Ilocano: Peace, Serenity
Icelandic, Old Norse: Numbers
A simple, embeddable time series database.
It uses https://github.com/fjall-rs/fjall as its underlying storage engine, allowing around ~1M data points per second to be ingested.
With the storage engine being LSM-based, there's no degradation in write ingestion speed (even for datasets much larger than RAM), low write amplification (good for SSDs) and on-disk data is compressed (again, good for SSDs).
The tagging and querying mechanism is modelled after Datadog's metrics service (https://www.datadoghq.com/blog/engineering/timeseries-indexing-at-scale/).
A (time) series is a list of data points.
Each data point has
- a nanosecond timestamp, which is also its primary key (big-endian stored negated, because we want to scan from newest to oldest, and forwards scans are faster)
- the actual value (float)
- a tagset (list of key-value pairs, e.g. “service=db; env=prod”)
- a metric name (e.g. “cpu.total”)
A Database
is contained in a single Fjall Keyspace
and consists of a couple of partitions (prefixed by _talna#
). This way it can be integrated in an existing application using Fjall.
Every permutation of { metric, tagsets } is assigned a SeriesKey
. This maps to a Series ID.
Each series’ tagset is stored in the Tagsets
partition, used for aggregation.
Lastly, each metric and tag is indexed in an inverted index (TagIndex
).
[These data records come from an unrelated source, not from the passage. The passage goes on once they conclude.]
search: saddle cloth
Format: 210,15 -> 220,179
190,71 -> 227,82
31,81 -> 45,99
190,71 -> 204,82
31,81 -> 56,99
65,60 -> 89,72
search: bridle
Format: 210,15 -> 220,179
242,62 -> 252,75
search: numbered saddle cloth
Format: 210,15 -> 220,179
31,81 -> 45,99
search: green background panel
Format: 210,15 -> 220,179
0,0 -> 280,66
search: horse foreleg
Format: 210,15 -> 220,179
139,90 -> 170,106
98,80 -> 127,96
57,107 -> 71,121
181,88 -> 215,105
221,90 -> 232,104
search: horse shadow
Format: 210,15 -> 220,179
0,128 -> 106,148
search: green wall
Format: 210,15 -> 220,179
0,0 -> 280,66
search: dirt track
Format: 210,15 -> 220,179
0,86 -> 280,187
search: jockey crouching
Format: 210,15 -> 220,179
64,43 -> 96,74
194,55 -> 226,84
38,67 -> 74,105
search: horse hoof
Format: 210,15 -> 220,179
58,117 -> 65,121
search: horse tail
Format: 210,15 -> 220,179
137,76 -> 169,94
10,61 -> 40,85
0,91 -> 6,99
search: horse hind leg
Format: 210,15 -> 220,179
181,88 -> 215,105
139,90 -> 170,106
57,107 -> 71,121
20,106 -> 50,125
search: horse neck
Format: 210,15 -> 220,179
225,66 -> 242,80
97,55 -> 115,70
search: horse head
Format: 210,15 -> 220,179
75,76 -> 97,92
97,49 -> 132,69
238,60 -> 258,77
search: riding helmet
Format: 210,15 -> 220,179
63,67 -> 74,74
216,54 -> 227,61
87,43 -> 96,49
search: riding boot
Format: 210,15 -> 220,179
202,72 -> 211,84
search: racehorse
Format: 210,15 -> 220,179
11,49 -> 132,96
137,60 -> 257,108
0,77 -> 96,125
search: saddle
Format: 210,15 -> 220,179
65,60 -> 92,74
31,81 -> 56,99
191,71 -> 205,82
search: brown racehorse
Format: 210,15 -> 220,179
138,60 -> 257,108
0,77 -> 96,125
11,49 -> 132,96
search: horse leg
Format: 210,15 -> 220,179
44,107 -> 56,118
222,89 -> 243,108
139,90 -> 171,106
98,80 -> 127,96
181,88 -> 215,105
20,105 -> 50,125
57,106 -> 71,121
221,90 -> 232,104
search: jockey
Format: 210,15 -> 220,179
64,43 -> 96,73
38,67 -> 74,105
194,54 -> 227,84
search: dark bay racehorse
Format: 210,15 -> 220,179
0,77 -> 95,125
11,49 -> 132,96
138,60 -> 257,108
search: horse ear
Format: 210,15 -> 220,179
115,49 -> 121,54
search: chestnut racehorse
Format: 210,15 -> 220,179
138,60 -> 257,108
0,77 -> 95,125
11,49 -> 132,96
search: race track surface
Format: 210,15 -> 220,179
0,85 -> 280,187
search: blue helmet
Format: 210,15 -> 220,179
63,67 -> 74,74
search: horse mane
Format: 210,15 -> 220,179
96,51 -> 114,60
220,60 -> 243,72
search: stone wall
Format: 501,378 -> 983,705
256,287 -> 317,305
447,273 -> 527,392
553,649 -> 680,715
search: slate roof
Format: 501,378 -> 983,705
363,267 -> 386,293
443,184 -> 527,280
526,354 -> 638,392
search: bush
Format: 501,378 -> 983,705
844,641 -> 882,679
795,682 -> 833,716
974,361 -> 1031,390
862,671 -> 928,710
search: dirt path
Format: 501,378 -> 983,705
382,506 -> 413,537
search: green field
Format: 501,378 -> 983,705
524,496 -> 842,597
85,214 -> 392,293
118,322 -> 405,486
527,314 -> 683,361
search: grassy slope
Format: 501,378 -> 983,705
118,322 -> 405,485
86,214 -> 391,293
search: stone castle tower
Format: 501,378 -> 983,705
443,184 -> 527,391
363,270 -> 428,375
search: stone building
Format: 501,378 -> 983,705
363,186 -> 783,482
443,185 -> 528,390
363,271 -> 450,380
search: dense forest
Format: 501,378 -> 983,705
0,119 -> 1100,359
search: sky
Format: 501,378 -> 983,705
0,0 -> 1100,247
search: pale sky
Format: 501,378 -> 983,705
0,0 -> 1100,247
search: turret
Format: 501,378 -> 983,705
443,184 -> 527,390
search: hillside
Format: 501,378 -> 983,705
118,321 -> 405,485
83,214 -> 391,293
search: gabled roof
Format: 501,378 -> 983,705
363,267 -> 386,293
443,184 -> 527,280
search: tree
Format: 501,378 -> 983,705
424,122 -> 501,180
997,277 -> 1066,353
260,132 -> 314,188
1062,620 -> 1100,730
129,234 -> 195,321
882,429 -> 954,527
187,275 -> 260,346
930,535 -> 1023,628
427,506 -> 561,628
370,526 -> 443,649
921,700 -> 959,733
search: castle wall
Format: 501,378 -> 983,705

Queries perform lookups to that index to get a list of series IDs that match a query. This way any query AST can be modelled by simply union-ing or intersecting postings lists of that inverted index.
Data points are f32s by default, but can be switched to f64 using the high_precision
feature flag.
Hyper mode, jemalloc, i9 11900k:
ingested 1 billion in 765s
write speed: 1307189 writes per second
peak mem: 167 MiB
disk space: 10 GiB
query [1M latest data points] in 176ms
reopened DB in 128ms
use talna::{Database, Duration, MetricName, tagset, timestamp};
let db = Database::builder().open(path)?;
let metric_name = MetricName::try_from("cpu.total").unwrap();
db.write(
metric_name,
25.42, // actual value (float)
tagset!(
"env" => "prod",
"service" => "db",
"host" => "h-1",
),
)?;
db.write(
metric_name,
42.42, // actual value (float)
tagset!(
"env" => "prod",
"service" => "db",
"host" => "h-2",
),
)?;
let buckets = db
.avg(metric_name, /* group by tag */ "host")
.filter("env:prod AND service:db")
// use .start() and .end() to set the time bounds
.start(timestamp() - Duration::months(1.0))
// use .granularity() to set the granularity (bucket width in nanoseconds)
.granularity(Duration::days(1.0))
.build()?
.collect()?;
println!("{buckets:#?}");